Roberts had not received funding for the project in a year and had only received support for two of the five years covered by the original award, which began in 2023.

He said a postdoctoral researcher working on the project had to be laid off and the program wound down just as it was preparing to study changes made by the Centers for Medicare and Medicaid Services.

He received the termination notice this week but was not surprised.

“This has been a slow-moving disaster for the research community,” Roberts said.

An HHS spokesperson drew a distinction between terminating grants and not awarding “continuation” funding, saying this move represented the latter.

“Under statute, the AHRQ Director must determine whether continuation funding is in the best interest of the federal government,” the spokesperson said, adding that certain noncompeting continuation grants and jointly funded grants would not receive continuation awards.

‘Next generation’ at risk

The terminations raise concerns about what will happen to the pipeline for health services researchers in the U.S.

Health services research focuses on how care is delivered, accessed and paid for — studying ways to improve patient safety, outcomes and the efficiency of the health system. It’s viewed as an underfunded field compared to research into new drugs and therapies. Now, researchers say, training programs that support new researchers are at risk.

Dr. Stephen W. Patrick, chair of the Department of Health Policy and Management at Emory University, received the termination letter this week for the department’s training program. It was a five-year grant, which hasn’t received funding since last summer.

The university is supporting current trainees but will not be able to accept new ones.

“These training grants are designed to train the next generation of researchers in this space,” Patrick said.

Another type of AHRQ grant supported infrastructure that train researchers, many of whom are practicing clinicians, to study ways to improve patient care and quickly put those findings into practice.
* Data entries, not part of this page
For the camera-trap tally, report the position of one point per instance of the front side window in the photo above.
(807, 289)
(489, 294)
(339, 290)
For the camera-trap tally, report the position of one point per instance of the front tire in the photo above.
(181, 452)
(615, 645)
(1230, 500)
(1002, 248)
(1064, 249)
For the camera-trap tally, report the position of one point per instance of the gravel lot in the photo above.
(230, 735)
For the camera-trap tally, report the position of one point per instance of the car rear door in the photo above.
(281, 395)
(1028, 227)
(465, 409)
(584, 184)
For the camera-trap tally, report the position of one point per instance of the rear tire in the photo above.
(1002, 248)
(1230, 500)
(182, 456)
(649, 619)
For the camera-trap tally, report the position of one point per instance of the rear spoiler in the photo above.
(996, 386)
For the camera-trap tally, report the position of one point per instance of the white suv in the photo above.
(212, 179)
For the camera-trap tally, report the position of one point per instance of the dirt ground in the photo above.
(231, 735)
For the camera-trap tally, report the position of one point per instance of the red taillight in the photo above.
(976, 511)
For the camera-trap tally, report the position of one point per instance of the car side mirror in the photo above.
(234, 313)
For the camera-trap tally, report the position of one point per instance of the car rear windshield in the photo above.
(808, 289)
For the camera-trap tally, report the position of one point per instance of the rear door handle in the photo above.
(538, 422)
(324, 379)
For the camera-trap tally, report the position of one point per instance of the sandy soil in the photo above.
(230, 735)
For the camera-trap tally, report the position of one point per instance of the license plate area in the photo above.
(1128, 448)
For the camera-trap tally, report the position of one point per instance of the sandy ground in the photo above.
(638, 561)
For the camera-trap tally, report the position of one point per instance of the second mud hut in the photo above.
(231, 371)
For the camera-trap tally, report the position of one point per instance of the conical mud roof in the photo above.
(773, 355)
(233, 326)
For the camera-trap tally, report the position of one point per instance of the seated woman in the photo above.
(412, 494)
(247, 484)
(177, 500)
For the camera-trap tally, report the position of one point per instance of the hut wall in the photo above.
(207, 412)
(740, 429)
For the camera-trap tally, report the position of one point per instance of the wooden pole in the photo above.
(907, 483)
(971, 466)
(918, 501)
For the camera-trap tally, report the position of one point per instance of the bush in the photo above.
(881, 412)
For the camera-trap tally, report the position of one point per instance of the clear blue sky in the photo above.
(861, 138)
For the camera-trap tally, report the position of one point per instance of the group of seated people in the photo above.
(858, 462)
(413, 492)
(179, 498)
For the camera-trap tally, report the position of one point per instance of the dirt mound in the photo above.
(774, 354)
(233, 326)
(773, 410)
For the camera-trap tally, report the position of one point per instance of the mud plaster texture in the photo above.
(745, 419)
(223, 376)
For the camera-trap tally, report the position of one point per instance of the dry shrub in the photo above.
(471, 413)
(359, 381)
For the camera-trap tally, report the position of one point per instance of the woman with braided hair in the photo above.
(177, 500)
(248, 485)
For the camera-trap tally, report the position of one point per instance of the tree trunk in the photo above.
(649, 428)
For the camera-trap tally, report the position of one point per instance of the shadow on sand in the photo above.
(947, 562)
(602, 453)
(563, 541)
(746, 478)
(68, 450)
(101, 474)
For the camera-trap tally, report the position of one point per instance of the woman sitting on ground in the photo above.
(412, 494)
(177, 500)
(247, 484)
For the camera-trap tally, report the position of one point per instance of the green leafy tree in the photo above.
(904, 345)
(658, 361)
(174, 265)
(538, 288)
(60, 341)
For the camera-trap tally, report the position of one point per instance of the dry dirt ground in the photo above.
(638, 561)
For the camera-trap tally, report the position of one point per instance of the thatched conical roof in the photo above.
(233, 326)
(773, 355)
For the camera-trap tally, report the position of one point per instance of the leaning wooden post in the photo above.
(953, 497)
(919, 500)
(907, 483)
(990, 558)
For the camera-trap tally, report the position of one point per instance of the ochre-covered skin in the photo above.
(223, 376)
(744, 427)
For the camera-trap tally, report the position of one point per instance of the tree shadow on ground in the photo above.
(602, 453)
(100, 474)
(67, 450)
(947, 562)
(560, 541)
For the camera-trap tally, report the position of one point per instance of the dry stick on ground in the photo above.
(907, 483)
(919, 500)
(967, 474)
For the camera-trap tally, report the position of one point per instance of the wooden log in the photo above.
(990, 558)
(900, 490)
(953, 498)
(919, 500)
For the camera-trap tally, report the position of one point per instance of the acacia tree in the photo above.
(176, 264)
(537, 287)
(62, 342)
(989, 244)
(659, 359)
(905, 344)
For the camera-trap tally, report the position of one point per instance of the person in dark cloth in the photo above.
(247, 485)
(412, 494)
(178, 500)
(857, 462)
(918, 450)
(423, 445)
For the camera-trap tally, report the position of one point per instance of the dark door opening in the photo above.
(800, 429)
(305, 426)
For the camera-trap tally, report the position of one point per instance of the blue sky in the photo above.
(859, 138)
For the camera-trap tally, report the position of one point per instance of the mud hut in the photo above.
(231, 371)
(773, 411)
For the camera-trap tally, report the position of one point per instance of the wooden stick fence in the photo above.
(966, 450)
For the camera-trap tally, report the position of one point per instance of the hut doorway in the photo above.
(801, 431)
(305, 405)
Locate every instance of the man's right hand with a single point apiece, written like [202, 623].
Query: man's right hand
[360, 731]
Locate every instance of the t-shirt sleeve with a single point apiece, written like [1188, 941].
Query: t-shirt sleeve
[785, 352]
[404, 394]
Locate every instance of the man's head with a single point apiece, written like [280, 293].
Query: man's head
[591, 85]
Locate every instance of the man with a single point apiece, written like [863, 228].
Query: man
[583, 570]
The goal was to close a long-standing gap in health care: While researchers develop new ways to improve care, it can take years for those ideas to reach patients.

Those grants have also been terminated, including funding for the University of Minnesota’s Learning Health System Embedded Scientist Training Program. The program received a $5 million, five-year grant to train health system scientists but has not received funding for the past year. One product of the program was a tool that uses electronic health record data to more quickly identify clinical risk markers for the early detection of bipolar disorder.

“We’re losing a generation of very innovative scientists that really could address all the challenges we know to be replete in the health care delivery system,” said Tim Beebe, a professor of health care management at the University of Minnesota.